RA (along with cancer, heart disease, and obesity) is an inflammatory condition, which can be improved by eating a diet that inhibits (or does not stimulate) the inflammatory process. Read on to see what different diet components can help manage your arthritis…
The types of fats you include in your diet can have an impact on your arthritis symptoms. Polyunsaturated fats can be categorized as omega-6 fats and omega-3 fats. It is well documented that omega-6 fats are pro-inflammatory (they lead to inflammation) while omega-3 fats are anti-inflammatory (they prevent swelling). That’s why it’s recommended that you reduce omega-6 fat intake while increasing omega-3 fats to help reduce inflammation and help alleviate some of the pain associated with arthritis.
- Omega-6 fats are found in soybean, safflower, sunflower, cottonseed, and corn oils – which are typically used in food preparation – and are present in many processed foods, such as snack items like crackers, cookies, potato chips, and granola bars.
- Omega-3 fats are found in flaxseed and canola oils, but these are not significant enough dietary sources to obtain the recommended intake. These fats are also found in fatty fishes such as salmon, tuna, halibut, trout, sardines, and herring. To manage the inflammation associated with arthritis, it is recommended that you consume 3-4 grams of omega-3 fats (a combination of EPA and DHA) per day, which is most easily done by using a dietary supplement.

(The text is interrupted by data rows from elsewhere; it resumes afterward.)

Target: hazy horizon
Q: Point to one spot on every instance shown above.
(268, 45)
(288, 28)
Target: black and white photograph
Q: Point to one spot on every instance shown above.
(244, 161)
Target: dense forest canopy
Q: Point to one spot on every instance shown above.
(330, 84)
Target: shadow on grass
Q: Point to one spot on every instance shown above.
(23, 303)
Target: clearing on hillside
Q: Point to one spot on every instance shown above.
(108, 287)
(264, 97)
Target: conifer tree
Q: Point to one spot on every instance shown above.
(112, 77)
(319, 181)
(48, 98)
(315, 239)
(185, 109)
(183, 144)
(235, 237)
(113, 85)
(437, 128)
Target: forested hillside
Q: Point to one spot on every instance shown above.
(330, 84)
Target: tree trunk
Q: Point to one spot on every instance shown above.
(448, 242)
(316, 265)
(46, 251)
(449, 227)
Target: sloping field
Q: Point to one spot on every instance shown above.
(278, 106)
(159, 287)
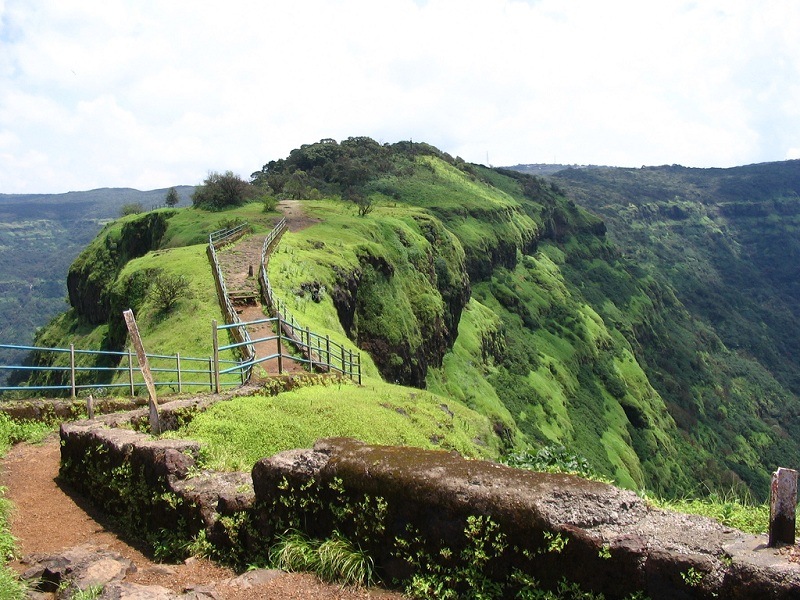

The joints of a person who has arthritis tend to have a higher amount of free radicals, compared to those of a person who has healthy joints. Antioxidants act by binding to free radicals so they are no longer damaging to the joint. It would stand to reason that consuming antioxidants may be beneficial for a person with arthritis, but the evidence in human trials is controversial – at least when using Vitamin E, Vitamin C, and Selenium. However, the research suggests that having a low antioxidant status can put you at risk of developing RA.
Antioxidants have a number of important benefits other than managing inflammation, so it is a great idea to incorporate them into your diet. Adding more fruits, veggies, nuts, and tea will help you boost your intake of antioxidants and phytochemicals (which have also been shown to be beneficial for inflammation).
A diet high in fat and animal products can have a detrimental effect on your arthritis. Vegetarian and vegan diets have been evaluated in research studies and found to improve arthritis symptoms. It is not well understood if it is the high plant food intake or the lower fat intake that is having the effects.
Likewise, the Mediterranean diet (high in cereals, vegetables, legumes, fruits, and olive oil) has proven to be favorable for symptom management when examined in a study with rheumatoid arthritis patients.
Because food allergies can lead to increased inflammation, it is no surprise that eliminating foods that may be allergenic can have a positive effect on managing RA. Although the research has shown some promise in this area, exclusion diets (diets that do not include foods thought to be allergenic) may be of benefit to only a small number of patients. Some of the most likely offenders are milk and cheese, rice, potatoes, and wheat.
There is still much to be discovered to determine the optimal diet for rheumatoid arthritis. However, there are some clear ideas as to what can be done with diet to help reduce inflammation, which is the primary side effect. Taking 3-4 grams of omega-3 fats every day (a combination of EPA and DHA), reducing your intake of meats and processed foods, and increasing your intake of fruits, vegetables, nuts, and tea will help you get on your way to better symptom management and overall health!